Ms. Haywood flew home and began sorting through the bills. The first one, a mortgage statement of $4,000, seemed ominous. Though she knew little about Ms. Canales’s financial obligations, she recalled that the payments used to be lower. “What other papers do you have on the house?” Ms. Haywood remembered asking.
Ms. Canales brought out a stapled packet. It was the original mortgage. She closed on the home in December 1999, putting $50,000 down toward the $192,000 price. Her loan was for $142,000, which with closing costs, broker’s fee, taxes and insurance resulted in monthly payments of $1,700.
Ms. Haywood recalls pressing her grandmother, “O.K., but how did we get from $1,700 to $4,000 a month?”
When Ms. Canales brought out the stack of documents, at first Ms. Haywood was unsure what she was looking at. But as she put the forms in chronological order, a picture emerged.
It seemed her grandmother had made a pastime of refinancing her mortgage, beginning with an adjustment in 2002, two in 2004, another two in 2005, and then others — a total of 13.
All the revised mortgages were “no-doc,” meaning her grandmother had to document neither income nor assets. Many forms submitted by brokers on her behalf belied Ms. Canales’s true income, claiming among other things that she was a full-time nurse rather than a part-time health aide.
The disbursements Ms. Canales received from each adjustment ranged from $2,000 to $10,000, the fees she was charged from $19,000 to $39,000. As the loan grew, so did the monthly bill. By the final refinancing, in January 2007, Ms. Canales was treating her home like an A.T.M., taking equity out to meet the mortgage payments.
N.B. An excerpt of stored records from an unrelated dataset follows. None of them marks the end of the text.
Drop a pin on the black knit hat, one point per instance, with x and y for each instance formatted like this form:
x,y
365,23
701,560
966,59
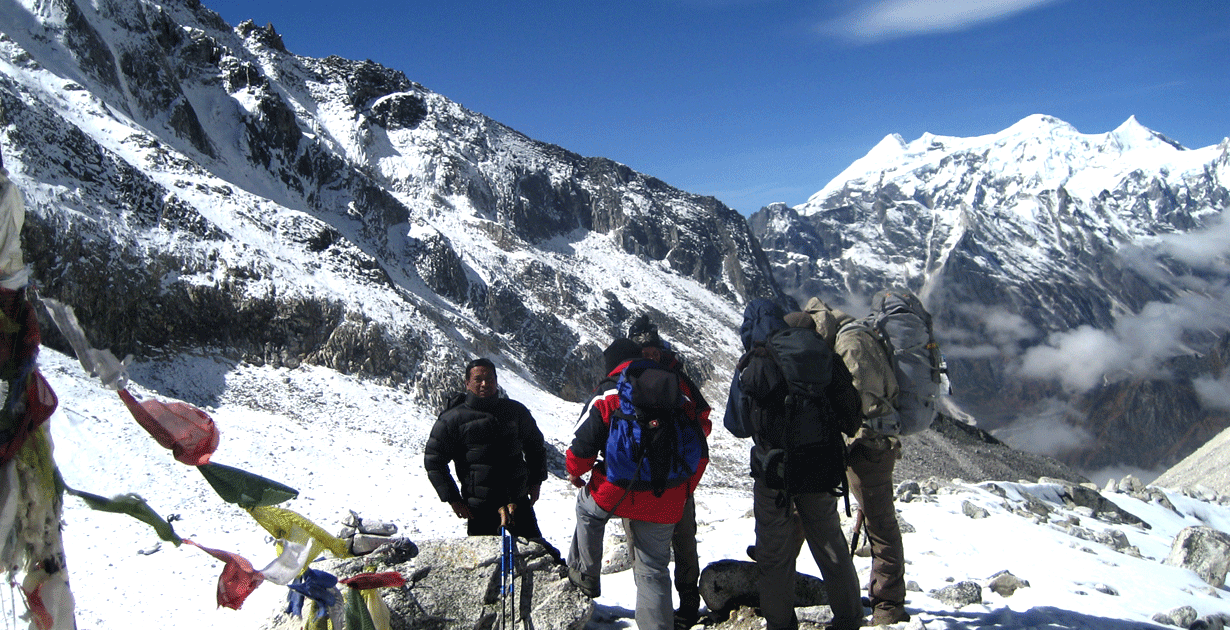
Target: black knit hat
x,y
619,351
643,331
479,362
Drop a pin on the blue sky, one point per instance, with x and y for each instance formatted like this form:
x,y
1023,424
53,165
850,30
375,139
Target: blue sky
x,y
760,101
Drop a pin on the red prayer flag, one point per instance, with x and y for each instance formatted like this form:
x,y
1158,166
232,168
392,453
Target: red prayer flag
x,y
188,432
365,581
238,580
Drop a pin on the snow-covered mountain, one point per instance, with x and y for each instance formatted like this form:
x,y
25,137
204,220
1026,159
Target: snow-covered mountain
x,y
1078,281
317,431
193,187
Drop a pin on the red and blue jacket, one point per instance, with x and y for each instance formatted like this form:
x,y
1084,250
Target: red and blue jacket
x,y
591,439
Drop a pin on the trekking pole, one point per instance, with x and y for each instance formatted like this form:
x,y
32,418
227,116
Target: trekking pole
x,y
507,599
857,527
“I felt sick,” Ms. Haywood said. “I just kept saying, ‘How did this happen?’ ”
But Ms. Canales’s kidneys had been failing for some time, and her state of mind in the preceding years had been less than lucid.
She does not remember today much about the cold calls she received, or how the deals were made to seem advantageous. “They’d just call and say, ‘Hey, do you need money in the bank?’ And I was like, ‘Yeah, I need money in the bank,’ ” Ms. Canales said.
She does recall one detail, what the broker on the last refinancing said after she signed all the papers. “Get out of this mortgage as fast as you can,” the woman said.
By last year, Ms. Canales’s loan had grown to $544,000 from $142,000. Meanwhile, the house dropped in value, to $480,000, according to the last appraisal, from a high of $619,000. After almost 10 years of making mortgage payments, Ms. Canales owed more on her home than it was worth.
Ms. Haywood never returned to school. She began looking for full-time employment and, between temp jobs, for ways to redress her grandmother’s financial affairs. Ms. Haywood’s mother, Pamela, who was also living in Atlanta, moved in to help with finances and with caring for Mr. Haywood, who has schizophrenia. They rented out a spare room for the extra income.
By March, the first foreclosure notice had arrived.
The Children’s Aid Society drew from The New York Times Neediest Cases Fund to pay the fee for a mortgage modification, which at 1 percent of Ms. Canales’s balance came to $5,440. A modification agency is negotiating with Ms. Canales’s current lender to knock off some of the principal owed and to lower her monthly payments.
In the interim, Ms. Haywood found a job, in what might be one of the moment’s few booming businesses. She is a foreclosure-prevention counselor.